L'invasion de l'Ukraine par la Russie et la flambée des prix des matières premières vont-elles entraîner une sous-performance significative du marché des actions américaines par rapport à celui des obligations? Afin d’ajouter une perspective historique, nous avons analysé sept crises liées à la géopolitique et aux matières premières depuis le début des années 1970 à aujourd'hui. Ces crises n'ont généralement pas eu d’effet négatif sur les actions. Parmi les différents scénarios, le double crash de 1973 est le seul à présenter une analogie importante. Au cours des 12 mois qui ont suivi la flambée des prix du pétrole en octobre 1973, le marché des actions a sous-performé celui des obligations de 30%. Bien qu'il existe des similitudes entre le contexte actuel et celui de 1973, nous pensons que la reprise de l'élan économique permettra aux Etats-Unis de ne pas entrer en période de récession.


 

 

Une double crise

Sommes-nous confrontés à un scénario similaire à celui de 1973? L’épisode de 1973 réunissait, tout comme aujourd'hui, deux crises: à la fois celle du pétrole et celle des matières premières agricoles. Lors du premier choc, les prix des denrées alimentaires sont montés en flèche en raison de problèmes de production céréalière à l'échelle mondiale. Puis l'Opep a décrété un embargo pétrolier dont a découlé un second choc. L'inflation était déjà élevée, et la crise pétrolière l'a amplifiée.
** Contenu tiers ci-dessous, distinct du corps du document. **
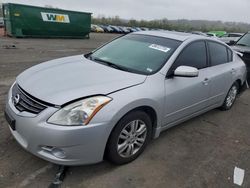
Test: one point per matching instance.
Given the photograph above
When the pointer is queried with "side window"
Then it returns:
(218, 53)
(230, 55)
(194, 55)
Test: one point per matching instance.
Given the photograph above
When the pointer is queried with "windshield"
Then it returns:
(245, 40)
(141, 54)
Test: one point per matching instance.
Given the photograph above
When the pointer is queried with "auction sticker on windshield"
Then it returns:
(159, 47)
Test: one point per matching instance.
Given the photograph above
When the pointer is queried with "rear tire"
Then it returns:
(231, 97)
(129, 138)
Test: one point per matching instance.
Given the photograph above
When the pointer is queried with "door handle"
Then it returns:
(205, 81)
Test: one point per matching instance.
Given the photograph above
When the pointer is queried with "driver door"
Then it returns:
(186, 96)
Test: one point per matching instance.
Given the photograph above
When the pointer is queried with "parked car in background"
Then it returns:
(132, 29)
(1, 22)
(231, 37)
(199, 33)
(217, 33)
(107, 28)
(116, 29)
(211, 35)
(96, 28)
(243, 46)
(124, 29)
(114, 100)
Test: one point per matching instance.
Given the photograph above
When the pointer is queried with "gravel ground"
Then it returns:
(202, 152)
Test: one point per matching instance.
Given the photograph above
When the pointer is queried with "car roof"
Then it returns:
(180, 36)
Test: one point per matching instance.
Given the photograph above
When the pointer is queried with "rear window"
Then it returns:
(218, 53)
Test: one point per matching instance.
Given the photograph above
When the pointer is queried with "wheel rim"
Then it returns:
(231, 96)
(131, 138)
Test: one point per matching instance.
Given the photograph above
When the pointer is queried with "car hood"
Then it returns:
(63, 80)
(242, 49)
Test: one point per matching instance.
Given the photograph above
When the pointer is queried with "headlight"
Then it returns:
(80, 112)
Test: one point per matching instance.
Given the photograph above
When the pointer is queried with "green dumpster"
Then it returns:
(30, 21)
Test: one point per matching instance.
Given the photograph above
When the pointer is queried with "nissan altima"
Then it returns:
(111, 102)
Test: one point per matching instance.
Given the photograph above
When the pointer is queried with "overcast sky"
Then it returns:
(225, 10)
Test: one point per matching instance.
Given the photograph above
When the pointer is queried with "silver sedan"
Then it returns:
(114, 100)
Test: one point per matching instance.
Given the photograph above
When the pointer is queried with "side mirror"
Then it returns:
(186, 71)
(231, 42)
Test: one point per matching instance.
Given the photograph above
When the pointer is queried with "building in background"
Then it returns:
(30, 21)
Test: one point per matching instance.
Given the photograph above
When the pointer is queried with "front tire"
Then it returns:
(231, 97)
(129, 138)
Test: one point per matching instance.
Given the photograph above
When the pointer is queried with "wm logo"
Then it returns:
(52, 17)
Il existe de nombreuses différences entre les années septante et aujourd'hui, mais les deux périodes nous rappellent que les crises pétrolières et celles liées aux matières premières font grimper l'inflation et peuvent anéantir la croissance. La corrélation entre les chocs pétroliers et la croissance économique subséquente est moins directe que pour l'inflation, et l'effet est toujours confondu avec d'autres variables. Cependant l'inflation peut mener à la récession de trois manières:

  1. L'augmentation du prix de l'essence, qui est une taxe sur le consommateur.
  2. L'inflation entraîne une augmentation des salaires, ce qui réduit les marges bénéficiaires des entreprises.
  3. Et, bien sûr, l'inflation peut obliger la Réserve fédérale (Fed) à augmenter les taux de manière trop abrupte.
Quels sont les risques de récession?

Si l'on veut comparer la situation actuelle à celle de 1973, la question la plus importante concerne la croissance. Quels sont les risques de récession? Selon nous, que la crise pétrolière en soit la cause directe n'a pas tant d'importance que cela.
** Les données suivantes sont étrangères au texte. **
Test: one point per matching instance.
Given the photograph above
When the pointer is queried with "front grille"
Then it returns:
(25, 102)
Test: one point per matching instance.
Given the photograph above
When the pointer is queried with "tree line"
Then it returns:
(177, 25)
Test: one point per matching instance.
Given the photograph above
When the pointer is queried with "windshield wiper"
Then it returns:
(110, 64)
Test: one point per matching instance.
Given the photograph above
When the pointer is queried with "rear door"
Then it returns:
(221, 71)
La hausse des taux n'a pas entraîné de sous-performance des actions au cours des 30 dernières années, car la Fed a augmenté ses taux durant les périodes d'expansion. Cependant, si la Fed doit vraiment lutter contre l'inflation, ce qui n'a pas été un réel problème depuis des décennies, le «Fed put» - qui consiste à assouplir la politique monétaire lorsque les actions baissent de manière significative - pourrait disparaître, ou un ralentissement plus sévère pourrait être nécessaire pour que la Fed vienne sauver le marché.

C'est exactement ce qui s'est passé en 1973. La Fed était très en retard sur la courbe, comme elle l'est aujourd'hui. Elle a fait passer le taux de référence des fonds fédéraux de 5,5% en décembre 1972 à 13% en juin 1974, puis l'a ramené à 4,75% en mars 1976! Plus important encore, la Fed a continué à augmenter son taux pendant la récession, accentuant ainsi la gravité du ralentissement.


 

 

Une économie de réouverture positive

Actuellement, la croissance ralentit, mais nous ne sommes pas aussi avancés dans le cycle économique et nous ne sommes pas confrontés à autant de bouleversements qu'en 1973. Par ailleurs, en 1973:

  1. Les Etats-Unis étaient un importateur net de pétrole. Aujourd'hui, les Etats-Unis sont (de justesse) un exportateur net.
  2. La consommation était 50% plus dépendante des produits pétroliers qu'elle ne l'est aujourd'hui.
  3. Le dollar a été dévalué. Il reste fort aujourd'hui.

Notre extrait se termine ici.